Remarks about AST construction:
- An empty statement must be represented by a special node named nop
(no operation).
- A statement consisting of an expression must be represented simply by the
expr literal token.
- A list of statements and declarations enclosed in curly brackets must be
represented by a tree with a special node named block as root, and the
element of the list as children.
- A labeled statement must be represented by a tree with a special node
named label as root, the label identifier as first child and the
statement itself as second child.
- A case statement (a statement starting with case) must be
represented by a tree with the token case as root and the expression and
the statement as children.
- A default statement (a statement starting with default)
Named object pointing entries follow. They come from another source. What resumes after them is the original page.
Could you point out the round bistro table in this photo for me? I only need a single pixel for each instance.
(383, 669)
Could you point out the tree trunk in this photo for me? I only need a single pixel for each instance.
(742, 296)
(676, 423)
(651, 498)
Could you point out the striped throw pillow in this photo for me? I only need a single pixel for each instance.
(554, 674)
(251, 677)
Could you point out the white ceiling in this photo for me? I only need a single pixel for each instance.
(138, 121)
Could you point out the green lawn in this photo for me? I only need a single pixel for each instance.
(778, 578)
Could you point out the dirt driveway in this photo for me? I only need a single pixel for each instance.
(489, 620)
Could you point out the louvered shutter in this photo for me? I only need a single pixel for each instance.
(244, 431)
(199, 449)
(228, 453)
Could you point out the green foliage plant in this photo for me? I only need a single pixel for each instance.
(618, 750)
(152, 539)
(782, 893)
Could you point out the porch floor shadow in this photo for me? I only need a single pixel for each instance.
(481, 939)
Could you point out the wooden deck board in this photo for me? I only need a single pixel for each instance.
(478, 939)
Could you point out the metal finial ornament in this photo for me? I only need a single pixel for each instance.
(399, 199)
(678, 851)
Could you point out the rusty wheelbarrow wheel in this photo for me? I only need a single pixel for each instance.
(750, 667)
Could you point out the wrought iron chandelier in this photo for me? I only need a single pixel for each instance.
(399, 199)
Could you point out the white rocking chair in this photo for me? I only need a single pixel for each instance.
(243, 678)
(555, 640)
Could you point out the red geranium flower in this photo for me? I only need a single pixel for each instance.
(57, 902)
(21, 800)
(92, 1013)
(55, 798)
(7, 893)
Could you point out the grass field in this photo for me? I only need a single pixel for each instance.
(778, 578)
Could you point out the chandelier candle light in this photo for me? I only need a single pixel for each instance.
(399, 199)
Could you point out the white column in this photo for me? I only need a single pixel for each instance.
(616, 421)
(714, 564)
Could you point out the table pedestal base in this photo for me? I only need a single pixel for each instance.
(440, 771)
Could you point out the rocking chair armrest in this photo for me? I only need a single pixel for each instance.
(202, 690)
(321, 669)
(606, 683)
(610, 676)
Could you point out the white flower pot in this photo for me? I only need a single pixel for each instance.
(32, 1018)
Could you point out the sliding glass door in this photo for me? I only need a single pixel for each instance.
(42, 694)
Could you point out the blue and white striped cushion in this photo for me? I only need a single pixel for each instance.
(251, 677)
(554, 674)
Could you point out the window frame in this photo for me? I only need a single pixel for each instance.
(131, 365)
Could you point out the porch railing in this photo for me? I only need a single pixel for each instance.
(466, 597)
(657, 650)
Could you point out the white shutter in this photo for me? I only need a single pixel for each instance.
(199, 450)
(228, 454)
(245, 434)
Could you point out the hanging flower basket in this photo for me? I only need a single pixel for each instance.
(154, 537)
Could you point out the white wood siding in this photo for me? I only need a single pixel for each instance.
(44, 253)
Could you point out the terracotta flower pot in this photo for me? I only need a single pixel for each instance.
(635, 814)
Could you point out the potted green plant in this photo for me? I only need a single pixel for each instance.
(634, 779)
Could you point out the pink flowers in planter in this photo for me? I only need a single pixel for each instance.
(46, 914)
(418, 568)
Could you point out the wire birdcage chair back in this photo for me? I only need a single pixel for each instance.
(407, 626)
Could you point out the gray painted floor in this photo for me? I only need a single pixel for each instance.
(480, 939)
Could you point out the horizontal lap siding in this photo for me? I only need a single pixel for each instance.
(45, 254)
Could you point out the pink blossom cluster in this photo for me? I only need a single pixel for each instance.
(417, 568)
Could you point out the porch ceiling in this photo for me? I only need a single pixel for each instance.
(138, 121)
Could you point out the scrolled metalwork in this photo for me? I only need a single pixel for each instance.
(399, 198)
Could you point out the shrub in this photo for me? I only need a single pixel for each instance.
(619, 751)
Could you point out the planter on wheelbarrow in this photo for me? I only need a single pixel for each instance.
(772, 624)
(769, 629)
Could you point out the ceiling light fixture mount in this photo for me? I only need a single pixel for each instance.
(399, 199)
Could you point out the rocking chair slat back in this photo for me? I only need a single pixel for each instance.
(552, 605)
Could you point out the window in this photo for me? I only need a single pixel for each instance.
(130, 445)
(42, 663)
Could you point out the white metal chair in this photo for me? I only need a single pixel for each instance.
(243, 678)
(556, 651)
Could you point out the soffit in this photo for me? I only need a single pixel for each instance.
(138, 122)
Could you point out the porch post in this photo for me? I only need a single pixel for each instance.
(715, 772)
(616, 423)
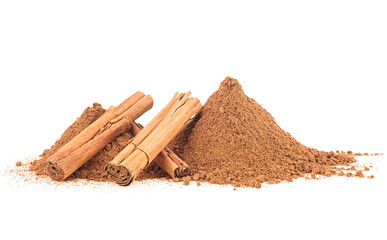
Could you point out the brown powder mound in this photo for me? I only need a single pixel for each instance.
(233, 140)
(93, 169)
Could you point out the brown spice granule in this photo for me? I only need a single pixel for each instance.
(92, 169)
(236, 141)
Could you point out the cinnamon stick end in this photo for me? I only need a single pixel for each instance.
(55, 171)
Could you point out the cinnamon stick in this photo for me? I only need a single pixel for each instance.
(142, 134)
(170, 125)
(60, 169)
(88, 133)
(167, 160)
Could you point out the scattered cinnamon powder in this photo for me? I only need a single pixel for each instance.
(234, 140)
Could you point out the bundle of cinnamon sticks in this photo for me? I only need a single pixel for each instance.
(149, 143)
(120, 119)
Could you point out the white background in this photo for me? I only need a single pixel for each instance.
(318, 67)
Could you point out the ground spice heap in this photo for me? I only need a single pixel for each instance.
(94, 168)
(234, 140)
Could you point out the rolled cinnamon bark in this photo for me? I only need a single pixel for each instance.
(60, 169)
(170, 125)
(167, 160)
(88, 133)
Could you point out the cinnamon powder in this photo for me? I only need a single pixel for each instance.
(234, 140)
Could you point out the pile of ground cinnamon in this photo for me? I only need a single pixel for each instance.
(235, 141)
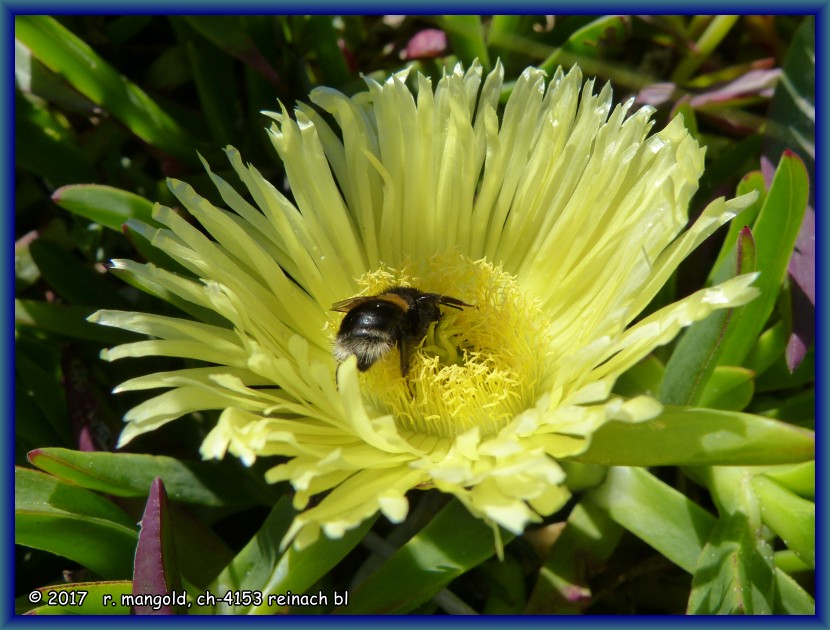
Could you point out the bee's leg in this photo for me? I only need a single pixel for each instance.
(403, 349)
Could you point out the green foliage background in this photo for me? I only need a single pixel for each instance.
(107, 107)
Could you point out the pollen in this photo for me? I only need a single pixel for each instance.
(476, 367)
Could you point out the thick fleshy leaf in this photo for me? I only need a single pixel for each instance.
(40, 383)
(775, 231)
(54, 157)
(296, 571)
(93, 422)
(453, 543)
(789, 516)
(728, 388)
(735, 573)
(79, 598)
(68, 321)
(72, 58)
(792, 111)
(800, 478)
(229, 34)
(684, 436)
(657, 513)
(156, 569)
(725, 262)
(129, 475)
(252, 567)
(589, 538)
(790, 597)
(592, 40)
(695, 357)
(111, 207)
(466, 35)
(74, 523)
(214, 72)
(73, 280)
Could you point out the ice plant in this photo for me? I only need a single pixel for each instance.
(559, 221)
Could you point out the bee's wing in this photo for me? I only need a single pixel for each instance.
(452, 302)
(344, 306)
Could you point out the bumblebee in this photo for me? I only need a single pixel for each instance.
(373, 325)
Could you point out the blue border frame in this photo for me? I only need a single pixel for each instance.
(8, 10)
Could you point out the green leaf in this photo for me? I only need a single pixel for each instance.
(297, 571)
(45, 390)
(789, 516)
(81, 598)
(74, 523)
(69, 56)
(54, 157)
(644, 378)
(129, 475)
(252, 567)
(735, 573)
(229, 34)
(800, 478)
(775, 231)
(695, 357)
(68, 321)
(769, 348)
(111, 207)
(715, 32)
(790, 598)
(589, 538)
(330, 58)
(589, 41)
(452, 543)
(729, 388)
(683, 436)
(214, 73)
(71, 279)
(656, 513)
(725, 263)
(792, 110)
(466, 37)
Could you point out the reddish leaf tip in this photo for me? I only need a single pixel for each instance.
(34, 454)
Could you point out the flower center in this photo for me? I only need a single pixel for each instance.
(476, 367)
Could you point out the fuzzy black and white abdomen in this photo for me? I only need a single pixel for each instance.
(369, 332)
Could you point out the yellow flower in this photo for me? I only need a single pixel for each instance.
(559, 221)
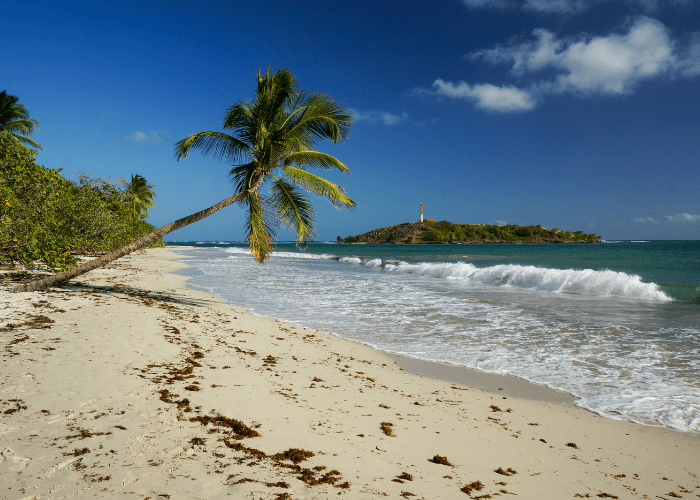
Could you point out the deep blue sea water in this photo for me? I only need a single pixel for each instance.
(616, 324)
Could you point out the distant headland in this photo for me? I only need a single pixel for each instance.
(448, 232)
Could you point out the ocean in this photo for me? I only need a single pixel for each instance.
(616, 323)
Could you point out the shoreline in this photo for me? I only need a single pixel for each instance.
(128, 382)
(501, 384)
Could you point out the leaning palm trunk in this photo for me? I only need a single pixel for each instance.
(131, 247)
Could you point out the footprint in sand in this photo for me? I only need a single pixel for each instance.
(16, 463)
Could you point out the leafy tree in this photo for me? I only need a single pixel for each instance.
(45, 218)
(14, 121)
(141, 194)
(273, 141)
(275, 136)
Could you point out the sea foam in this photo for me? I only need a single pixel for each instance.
(584, 282)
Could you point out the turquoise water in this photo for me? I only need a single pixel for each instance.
(617, 324)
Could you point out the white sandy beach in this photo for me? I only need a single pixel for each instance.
(126, 383)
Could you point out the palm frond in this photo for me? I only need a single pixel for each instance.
(260, 232)
(315, 159)
(243, 176)
(219, 144)
(320, 186)
(21, 140)
(295, 210)
(323, 118)
(25, 127)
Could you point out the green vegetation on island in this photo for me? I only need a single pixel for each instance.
(448, 232)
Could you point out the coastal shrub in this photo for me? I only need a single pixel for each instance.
(47, 218)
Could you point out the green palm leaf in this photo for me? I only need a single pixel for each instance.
(260, 230)
(14, 121)
(277, 130)
(295, 210)
(314, 159)
(320, 186)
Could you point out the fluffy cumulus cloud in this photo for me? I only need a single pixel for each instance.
(505, 99)
(684, 217)
(673, 219)
(379, 117)
(585, 65)
(140, 137)
(608, 65)
(566, 6)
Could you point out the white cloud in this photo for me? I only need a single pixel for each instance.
(375, 117)
(488, 4)
(585, 65)
(140, 137)
(567, 6)
(689, 61)
(684, 217)
(560, 6)
(610, 64)
(505, 99)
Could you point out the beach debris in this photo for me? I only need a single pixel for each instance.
(386, 428)
(507, 472)
(77, 453)
(294, 455)
(473, 486)
(278, 484)
(437, 459)
(239, 429)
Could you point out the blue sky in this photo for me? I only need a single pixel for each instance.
(575, 114)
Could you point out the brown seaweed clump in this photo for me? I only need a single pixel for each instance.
(507, 472)
(475, 485)
(386, 427)
(437, 459)
(294, 455)
(239, 429)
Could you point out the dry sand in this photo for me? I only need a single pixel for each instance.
(126, 383)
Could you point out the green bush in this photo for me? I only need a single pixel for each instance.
(46, 218)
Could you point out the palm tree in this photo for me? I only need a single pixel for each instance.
(275, 134)
(273, 139)
(15, 122)
(141, 194)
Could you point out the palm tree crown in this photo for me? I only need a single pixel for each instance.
(141, 194)
(273, 139)
(15, 122)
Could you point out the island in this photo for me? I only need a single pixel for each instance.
(448, 232)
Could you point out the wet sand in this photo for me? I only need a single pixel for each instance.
(126, 383)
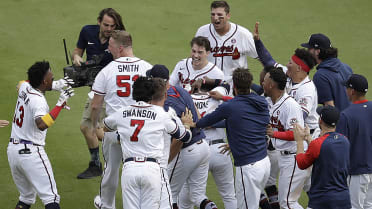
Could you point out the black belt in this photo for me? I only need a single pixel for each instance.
(22, 141)
(140, 159)
(285, 152)
(216, 141)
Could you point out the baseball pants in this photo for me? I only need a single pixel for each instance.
(191, 167)
(360, 187)
(166, 194)
(291, 181)
(250, 181)
(221, 167)
(112, 155)
(141, 185)
(32, 173)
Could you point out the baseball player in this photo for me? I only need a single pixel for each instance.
(355, 124)
(248, 145)
(220, 165)
(31, 169)
(329, 188)
(113, 85)
(190, 164)
(93, 39)
(284, 112)
(231, 44)
(143, 128)
(188, 70)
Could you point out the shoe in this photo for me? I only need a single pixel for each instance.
(92, 171)
(97, 202)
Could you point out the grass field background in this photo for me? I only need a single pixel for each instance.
(32, 30)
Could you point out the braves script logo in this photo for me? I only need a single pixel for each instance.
(226, 51)
(275, 123)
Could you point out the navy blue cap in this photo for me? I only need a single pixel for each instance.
(318, 41)
(357, 82)
(328, 114)
(158, 71)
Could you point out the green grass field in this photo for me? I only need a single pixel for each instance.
(33, 30)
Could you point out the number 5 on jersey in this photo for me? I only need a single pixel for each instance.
(140, 124)
(121, 81)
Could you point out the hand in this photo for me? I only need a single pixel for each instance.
(3, 123)
(269, 131)
(195, 87)
(298, 132)
(225, 149)
(256, 35)
(65, 95)
(77, 60)
(62, 83)
(215, 95)
(308, 137)
(187, 118)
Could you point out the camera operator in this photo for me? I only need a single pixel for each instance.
(94, 40)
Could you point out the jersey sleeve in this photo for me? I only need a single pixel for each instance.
(99, 85)
(321, 82)
(342, 125)
(294, 115)
(249, 46)
(173, 79)
(305, 160)
(110, 121)
(82, 42)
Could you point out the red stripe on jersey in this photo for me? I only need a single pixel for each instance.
(305, 160)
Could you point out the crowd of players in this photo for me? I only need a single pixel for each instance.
(170, 130)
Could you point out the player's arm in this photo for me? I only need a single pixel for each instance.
(48, 120)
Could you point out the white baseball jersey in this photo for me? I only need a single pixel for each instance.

must be represented by a tree with the token default as root and the
statement as only child.
- An if statement must be represented by a tree with the token
if as root and the condition and statement as children. In case an else
clause is present, the corresponding statement must appear as third child.
- A switch statement must be represented by a tree with the token
switch as root and the expression and statement as children.
- A while statement must be represented by a tree with the token
while as root and the condition and statement as children.
- A do-while statement must be represented by a tree with the
token do as root and the statement and condition as children.
- A for statement must be represented by a tree with the token
for as root and four children, one for each expression of the list and
one for the statement. In case any of the expressions are missing, the
corresponding son must consist of a special node named nop.
- A goto statement must be represented by a tree with the token
goto as root and the label identifier as only child.
- A return statement must be represented by a tree with the token
return as root. If an expression is given, then it must appear as child.
Otherwise, a special node named nop must appear as child.
- A continue or break statement must be represented by a
node with just the corresponding keyword.